Fuck, I could maybe deal with it if the sex was good, but there isn't any. Her libido is just... gone.
Cialis for you?
And maybe a valium for her?
I dunno. Seems like both of you need a little peace of mind.
>>17891284
I would need the valium, too. My fucking eye has been having spasms for the past few fucking months. Why Cialis, though?
I didn't have much of a father and not particularly more anyone who could replace one. Despite of growing up and currently living surrounded by loving and supportive women, it still stings and eats me that I never could or would win a grown man's approval.
My best guess at having a chance to do so would be the military, but I have a hunch they'd tear me to shreds and eat the tatters on the first day, and that I shouldn't be trusted anywhere near something I could use to shoot myself in that state, so I declined.
Is there any other way?
>>17891245
Why do you need approval from a man specifically, how do you think would it change your life?
Barely had a daddy either (first just rarely there, then separated by two countries and then dead) and while I missed having a male role model in my early teens, it's practically irrelevant now. Be you own man, nigga. Also yes, military is a bad idea.
>>17891297
How did you fill the gap?
>>17891310
I think it filled itself with time, and I guess having to roleplay father-brother for my younger sis helped to speed it up.
All the things a dad can teach you, you can learn by yourself and will eventually learn by yourself. It's a lot like school; you can learn all the material by yourself, the way there is just harder (specially when you're still a kid) and needs more self discipline but if you take the harder way, or well are forced to take it, you'll also learn more than people who had an easier one.
Also there are so damn many examples from history one can aim for, although I am past looking for role models and more about the inspiration one can get from them.
As for the approval part, I was just rarely concerned by it at all. The most important was my own, getting it from other people I respect is just a bonus and eventually comes either with career/hobbies achievements and the likes.

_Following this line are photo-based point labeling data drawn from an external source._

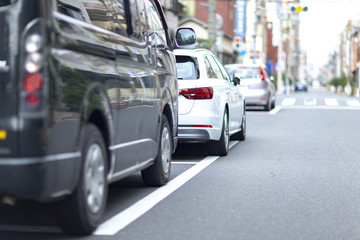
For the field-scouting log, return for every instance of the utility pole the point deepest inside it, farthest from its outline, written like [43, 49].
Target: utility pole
[255, 31]
[280, 63]
[212, 24]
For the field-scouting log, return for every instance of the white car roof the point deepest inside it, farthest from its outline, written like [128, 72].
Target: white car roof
[192, 52]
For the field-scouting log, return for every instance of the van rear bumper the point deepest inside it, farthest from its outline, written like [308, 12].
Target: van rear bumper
[41, 179]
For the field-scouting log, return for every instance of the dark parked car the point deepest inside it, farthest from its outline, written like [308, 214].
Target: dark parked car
[88, 95]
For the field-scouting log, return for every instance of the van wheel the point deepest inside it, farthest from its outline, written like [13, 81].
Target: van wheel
[268, 104]
[159, 173]
[81, 213]
[221, 147]
[241, 135]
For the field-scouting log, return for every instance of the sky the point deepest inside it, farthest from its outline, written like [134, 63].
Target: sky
[321, 25]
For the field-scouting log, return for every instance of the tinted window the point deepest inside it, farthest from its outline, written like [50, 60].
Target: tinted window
[71, 12]
[110, 14]
[6, 2]
[138, 19]
[186, 68]
[99, 13]
[155, 23]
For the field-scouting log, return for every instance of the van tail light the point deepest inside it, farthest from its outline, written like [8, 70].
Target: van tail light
[262, 74]
[197, 93]
[32, 84]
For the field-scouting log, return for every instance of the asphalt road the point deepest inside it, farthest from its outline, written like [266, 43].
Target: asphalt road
[296, 176]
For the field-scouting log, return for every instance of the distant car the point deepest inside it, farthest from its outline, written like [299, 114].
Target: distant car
[211, 106]
[300, 86]
[258, 89]
[88, 95]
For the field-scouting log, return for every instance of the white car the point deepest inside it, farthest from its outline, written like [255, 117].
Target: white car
[211, 105]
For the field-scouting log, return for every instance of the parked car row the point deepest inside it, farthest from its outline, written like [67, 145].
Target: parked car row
[93, 91]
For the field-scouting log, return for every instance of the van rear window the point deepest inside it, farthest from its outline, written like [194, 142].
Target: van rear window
[4, 3]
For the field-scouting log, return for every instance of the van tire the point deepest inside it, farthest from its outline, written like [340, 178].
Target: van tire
[81, 213]
[241, 135]
[158, 174]
[221, 147]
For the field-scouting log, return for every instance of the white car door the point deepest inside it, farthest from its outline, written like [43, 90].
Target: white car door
[233, 97]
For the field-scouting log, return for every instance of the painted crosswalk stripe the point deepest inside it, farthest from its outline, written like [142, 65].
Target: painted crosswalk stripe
[310, 102]
[353, 103]
[288, 101]
[331, 102]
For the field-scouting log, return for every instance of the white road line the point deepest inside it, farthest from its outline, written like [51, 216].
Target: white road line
[353, 103]
[124, 218]
[184, 162]
[310, 102]
[275, 110]
[331, 102]
[323, 107]
[33, 229]
[288, 101]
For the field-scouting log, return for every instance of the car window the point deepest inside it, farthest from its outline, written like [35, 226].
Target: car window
[111, 15]
[209, 69]
[6, 2]
[186, 68]
[223, 70]
[155, 23]
[138, 19]
[215, 67]
[246, 72]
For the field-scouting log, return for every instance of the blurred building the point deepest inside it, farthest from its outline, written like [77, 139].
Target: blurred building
[196, 15]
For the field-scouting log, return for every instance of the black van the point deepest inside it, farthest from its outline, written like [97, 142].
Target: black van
[88, 95]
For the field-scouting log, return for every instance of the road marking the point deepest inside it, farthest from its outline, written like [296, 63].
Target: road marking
[323, 107]
[310, 102]
[353, 103]
[33, 229]
[129, 215]
[288, 101]
[331, 102]
[275, 110]
[184, 162]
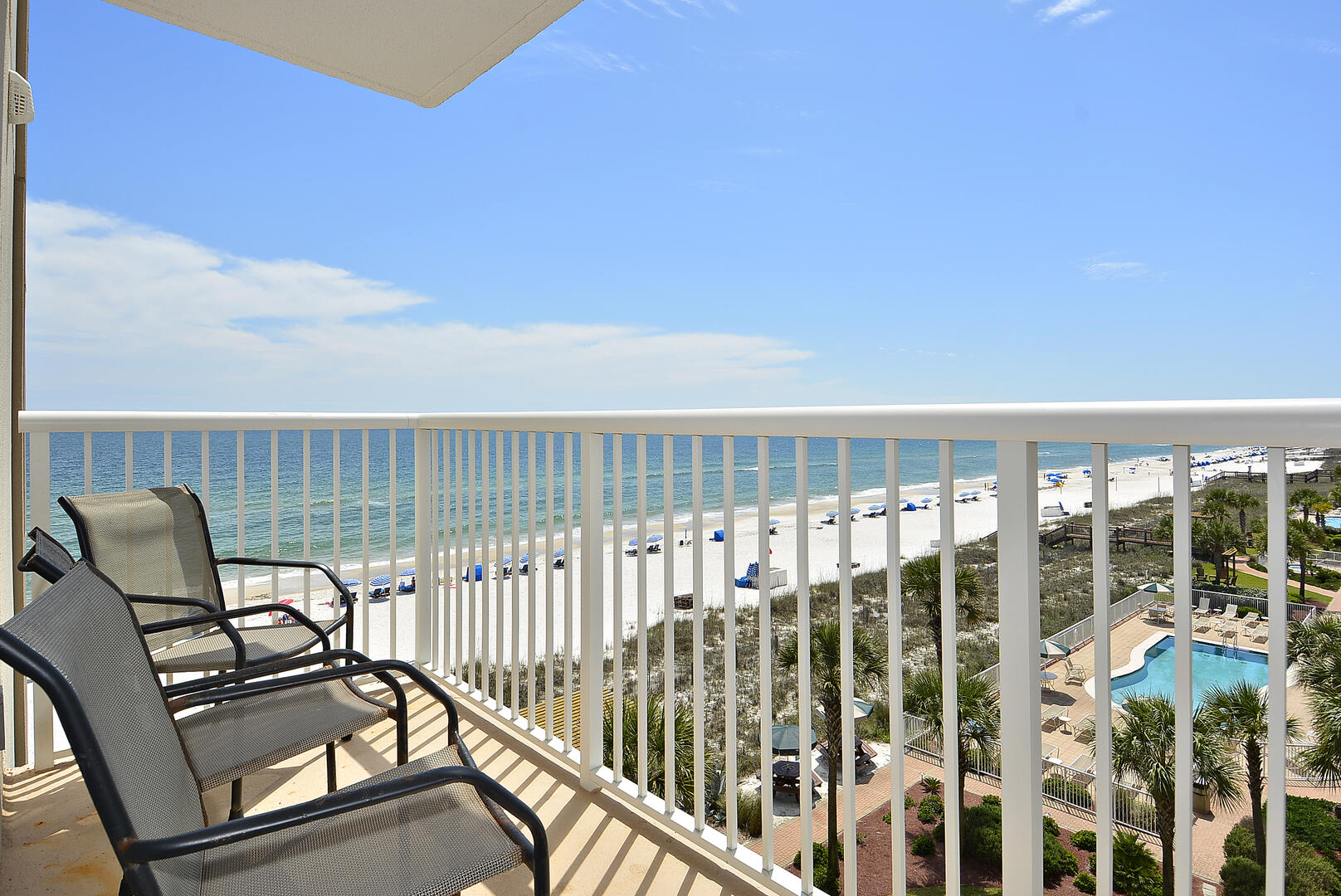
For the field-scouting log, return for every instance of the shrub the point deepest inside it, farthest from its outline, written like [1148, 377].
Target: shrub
[827, 878]
[1239, 843]
[1242, 878]
[982, 833]
[1058, 860]
[749, 813]
[1134, 869]
[1086, 840]
[1068, 791]
[931, 809]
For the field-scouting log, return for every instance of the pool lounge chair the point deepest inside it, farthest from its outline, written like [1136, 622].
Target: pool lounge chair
[435, 825]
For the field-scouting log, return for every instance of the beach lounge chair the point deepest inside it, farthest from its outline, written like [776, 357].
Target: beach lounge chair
[1075, 672]
[154, 543]
[429, 826]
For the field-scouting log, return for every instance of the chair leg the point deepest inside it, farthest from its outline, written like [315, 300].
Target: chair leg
[235, 809]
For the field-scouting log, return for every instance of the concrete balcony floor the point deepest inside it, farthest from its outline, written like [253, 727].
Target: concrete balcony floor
[52, 841]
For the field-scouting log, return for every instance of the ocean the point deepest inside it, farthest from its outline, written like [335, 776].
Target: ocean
[919, 460]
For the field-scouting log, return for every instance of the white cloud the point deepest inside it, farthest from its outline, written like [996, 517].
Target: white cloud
[1086, 19]
[124, 315]
[1064, 8]
[1104, 269]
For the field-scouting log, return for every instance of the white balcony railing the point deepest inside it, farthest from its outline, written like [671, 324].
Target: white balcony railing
[509, 485]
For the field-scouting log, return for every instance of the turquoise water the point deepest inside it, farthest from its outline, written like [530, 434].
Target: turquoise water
[1212, 665]
[919, 465]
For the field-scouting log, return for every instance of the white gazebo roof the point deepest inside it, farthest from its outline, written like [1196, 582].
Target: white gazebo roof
[417, 50]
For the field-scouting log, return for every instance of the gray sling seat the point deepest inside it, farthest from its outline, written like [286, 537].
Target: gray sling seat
[235, 738]
[432, 826]
[154, 542]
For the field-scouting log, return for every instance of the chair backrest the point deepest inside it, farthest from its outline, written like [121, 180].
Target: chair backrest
[80, 644]
[149, 541]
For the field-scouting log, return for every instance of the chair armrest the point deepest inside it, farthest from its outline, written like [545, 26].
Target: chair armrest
[223, 616]
[134, 850]
[222, 694]
[330, 674]
[261, 670]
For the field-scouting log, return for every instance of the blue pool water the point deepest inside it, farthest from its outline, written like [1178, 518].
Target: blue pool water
[1212, 665]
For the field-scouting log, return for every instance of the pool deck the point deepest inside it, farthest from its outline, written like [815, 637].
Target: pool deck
[1127, 636]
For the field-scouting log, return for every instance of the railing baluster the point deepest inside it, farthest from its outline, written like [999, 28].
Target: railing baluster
[568, 593]
[1103, 671]
[668, 615]
[764, 584]
[241, 514]
[1183, 668]
[393, 601]
[274, 513]
[516, 584]
[641, 489]
[530, 580]
[485, 528]
[307, 526]
[895, 632]
[849, 762]
[368, 587]
[1021, 738]
[696, 535]
[1278, 615]
[803, 682]
[617, 584]
[549, 582]
[949, 667]
[39, 514]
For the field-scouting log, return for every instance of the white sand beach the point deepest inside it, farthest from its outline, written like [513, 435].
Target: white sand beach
[1128, 483]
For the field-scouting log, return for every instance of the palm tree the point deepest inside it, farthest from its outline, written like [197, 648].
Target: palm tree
[1243, 502]
[1143, 748]
[684, 758]
[979, 715]
[922, 582]
[1242, 713]
[869, 671]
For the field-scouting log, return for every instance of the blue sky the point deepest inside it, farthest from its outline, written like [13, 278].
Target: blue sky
[680, 202]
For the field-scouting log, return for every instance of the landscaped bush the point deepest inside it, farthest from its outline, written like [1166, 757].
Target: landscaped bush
[982, 833]
[1086, 840]
[924, 845]
[1239, 843]
[1242, 878]
[749, 813]
[827, 878]
[1058, 860]
[931, 809]
[1068, 791]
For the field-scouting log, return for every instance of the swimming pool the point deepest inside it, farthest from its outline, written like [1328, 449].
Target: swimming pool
[1212, 665]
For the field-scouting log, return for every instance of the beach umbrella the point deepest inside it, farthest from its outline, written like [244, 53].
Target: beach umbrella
[786, 739]
[1047, 650]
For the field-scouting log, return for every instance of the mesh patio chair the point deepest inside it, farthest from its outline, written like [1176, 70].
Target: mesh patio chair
[432, 826]
[235, 738]
[154, 543]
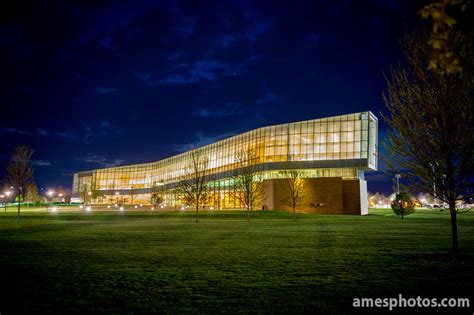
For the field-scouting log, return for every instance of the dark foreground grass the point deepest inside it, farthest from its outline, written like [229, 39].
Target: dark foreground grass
[164, 262]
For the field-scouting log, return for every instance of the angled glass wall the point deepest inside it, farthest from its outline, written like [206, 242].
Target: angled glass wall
[340, 146]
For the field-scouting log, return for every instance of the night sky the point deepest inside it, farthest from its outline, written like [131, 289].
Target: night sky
[92, 84]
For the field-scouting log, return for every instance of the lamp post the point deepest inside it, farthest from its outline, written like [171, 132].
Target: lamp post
[435, 201]
[50, 194]
[20, 190]
[89, 194]
[397, 177]
[7, 194]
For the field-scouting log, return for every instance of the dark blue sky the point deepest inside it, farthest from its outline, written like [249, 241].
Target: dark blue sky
[91, 84]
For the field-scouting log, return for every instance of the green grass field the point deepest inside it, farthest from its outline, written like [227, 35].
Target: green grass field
[165, 262]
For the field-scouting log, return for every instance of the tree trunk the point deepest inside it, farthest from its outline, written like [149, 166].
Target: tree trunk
[454, 228]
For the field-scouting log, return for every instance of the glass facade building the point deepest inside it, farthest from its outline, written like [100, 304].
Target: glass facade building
[342, 146]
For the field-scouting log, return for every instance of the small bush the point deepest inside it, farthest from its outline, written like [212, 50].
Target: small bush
[403, 205]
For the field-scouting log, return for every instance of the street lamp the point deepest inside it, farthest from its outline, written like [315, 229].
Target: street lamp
[50, 194]
[435, 201]
[3, 201]
[7, 197]
[20, 190]
[397, 177]
[89, 194]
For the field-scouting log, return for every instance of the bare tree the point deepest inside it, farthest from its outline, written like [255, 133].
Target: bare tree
[193, 184]
[294, 191]
[248, 186]
[20, 171]
[431, 120]
[31, 193]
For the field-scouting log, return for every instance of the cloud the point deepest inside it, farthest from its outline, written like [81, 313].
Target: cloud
[187, 27]
[267, 98]
[201, 141]
[64, 134]
[175, 79]
[205, 69]
[105, 124]
[102, 161]
[17, 131]
[106, 42]
[312, 39]
[40, 163]
[103, 90]
[228, 109]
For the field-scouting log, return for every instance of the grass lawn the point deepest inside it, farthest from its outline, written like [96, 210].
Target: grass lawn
[139, 261]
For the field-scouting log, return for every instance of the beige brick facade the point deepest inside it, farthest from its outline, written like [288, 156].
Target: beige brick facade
[323, 195]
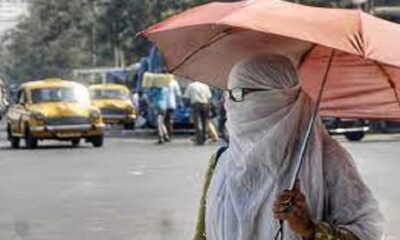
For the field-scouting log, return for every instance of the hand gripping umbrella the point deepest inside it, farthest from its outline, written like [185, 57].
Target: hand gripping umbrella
[348, 61]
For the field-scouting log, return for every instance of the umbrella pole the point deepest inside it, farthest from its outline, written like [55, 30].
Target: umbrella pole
[280, 233]
[311, 123]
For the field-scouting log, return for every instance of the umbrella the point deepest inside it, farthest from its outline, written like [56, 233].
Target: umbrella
[348, 60]
[363, 80]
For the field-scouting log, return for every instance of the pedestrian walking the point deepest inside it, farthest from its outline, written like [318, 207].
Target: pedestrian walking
[158, 83]
[245, 197]
[173, 101]
[199, 95]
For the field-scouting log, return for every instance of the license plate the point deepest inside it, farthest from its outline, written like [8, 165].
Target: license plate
[68, 135]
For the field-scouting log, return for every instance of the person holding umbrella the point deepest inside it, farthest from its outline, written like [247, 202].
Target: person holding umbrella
[267, 116]
[349, 66]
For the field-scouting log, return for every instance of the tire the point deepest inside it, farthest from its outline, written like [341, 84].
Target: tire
[354, 136]
[14, 141]
[76, 142]
[30, 141]
[97, 141]
[129, 126]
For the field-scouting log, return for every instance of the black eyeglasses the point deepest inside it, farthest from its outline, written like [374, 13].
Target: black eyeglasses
[237, 94]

Is lack of dating experience unattractive to girls? I'm 19 and never been on a date and never kissed a girl, let alone sex. I'm not ugly, I just was uninterested in HS and rejected anyone who wanted me, plus I'm dense as fuck and miss signs girls give me.
>>17891219
Women don't have a goddamn clue what they want. They act on whimsy because they will always have options. You literally will not know until you ask for a straight answer. If you get anything other than a "yes," stop pursuing that woman romantically. She'll just break your heart.
>>17891268
This is pretty good advice.
>>17891268
Okey doke, thanks for that. Anything else you can tell an amateur?
Anyone have any questions in need of answering by le femanon? I am here to help. Happy holidays <3
>>17891215
Inb4 bad tattoo and wrong date. For some reason I wrote 26 instead of 25. Idfk.
How much do you weigh? This is actually a serious question as it will have an impact on how your answers are perceived.